Uber explained to Inverse that it hopes to use the experience from Uber Copter to fine-tube its app for this multi-modal future. It wants to make sure the booking, switching and boarding process is as simple as possible. Ahead of this future, it has joined the MaaS Alliance and unveiled plans for a broader air-based service, launching in 2023 and powered by vertical-takeoff-and-landing crafts.
Uber Copter: how it works
Uber Copter works through the regular Uber app like any other journey. The eight-minute ride can be booked up to five days in advance. The trip includes regular car rides at either end of the trip. Pricing, like the car rides, is dynamic and moves between $200 and $225 per person. Each helicopter fits five passengers, and riders can book as many seats as they like.
This is the precursor to a broader Uber Air service, which the company expects to launch in 2023 in Dallas, Los Angeles and Melbourne. A flight test demonstration is expected at the end of this year.
The company’s 2016 white paper detailed how this system may work in practice. The vehicles would be zero-emissions, using a battery pack for the short journey. It aims to get the boarding process down to one minute to ensure speedy switching between modes of transport. The use of vertical-takeoff-and-landing vehicles negates the need for a runway, offering more flexibility for landing spots.

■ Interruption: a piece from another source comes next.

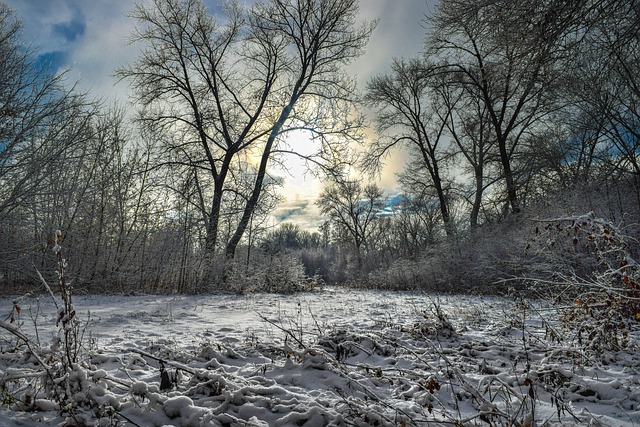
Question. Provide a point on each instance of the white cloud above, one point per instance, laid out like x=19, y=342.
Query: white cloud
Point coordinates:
x=94, y=35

Over time, the economies of scale are expected to drive down the cost of flights. Uber is hoping that while an Uber Air trip from the marina in San Francisco to downtown San Jose will probably cost $129 initially versus $111 for a standard UberX, it could grow to become even more competitive to reach just $20. The two-hour-10-minute flight could also take as little as 18 minutes by VTOL.
Uber is not the only company exploring MaaS as a way of simplifying city transport. Automakers like Uniti and Sono Motors have looked at car-sharing apps that could build into other modes of transport to offer a single, clear means of getting around.
MaaS may not stop there. A concept vehicle designed by Airbus and Audi uses a pod that attaches to different modular extras, meaning a user can move from ground-based transport to air-based transport without even leaving their seat.
The future of transport could end up looking a lot more integrated.